FREE CONTENT: Bryan Barbour’s phone buzzed at 6 in the morning on June 21, 2013. Marty Lassiter was calling from the Quinn Sow Farm, a collection of eight barns off Friendship Church Road near the town of Faison, North Carolina. The piglets were in trouble. Barbour jumped in his truck and drove to the farm. He stopped at the barn door. “It was something I’d never seen,” said Barbour, who has worked on farms Down East for 20 years. The baby pigs were vomiting. They were overcome with diarrhea. Many were dead. “A smell like you’ve never smelled,” Barbour said. Just days before, Lassiter and Barbour had heard about a virus that was hurting swine farms in other states. Now they were looking at North Carolina’s first case of porcine epidemic diarrhea virus, or PED, a foreign invader believed to have started in China.
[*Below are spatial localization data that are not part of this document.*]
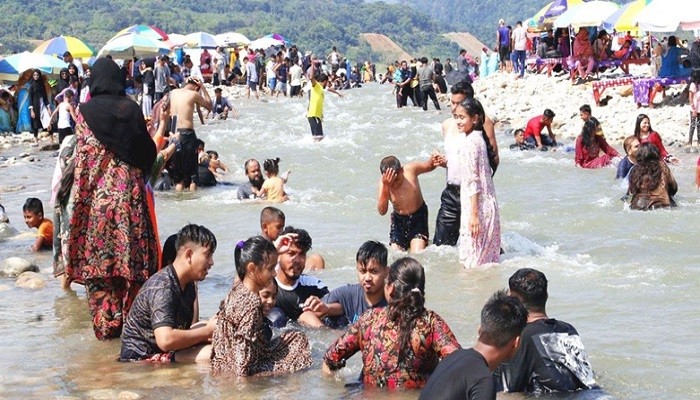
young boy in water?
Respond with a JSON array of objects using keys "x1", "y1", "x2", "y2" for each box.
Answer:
[
  {"x1": 260, "y1": 206, "x2": 286, "y2": 241},
  {"x1": 377, "y1": 155, "x2": 438, "y2": 253},
  {"x1": 23, "y1": 198, "x2": 53, "y2": 252}
]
It was spreading to piglets from barn to barn at the Quinn complex, “like a wildfire from spot to spot,” Lassiter said. One farmhand broke down in tears. By the end of the day, about 900 piglets once destined for Japan had died. During the next month, the farm lost more than 5,000. Over the next year, the virus would kill millions of piglets across the country, driving up pork prices and scrambling an industry built to churn out loins, ribs, hams and bellies for markets here and around the world.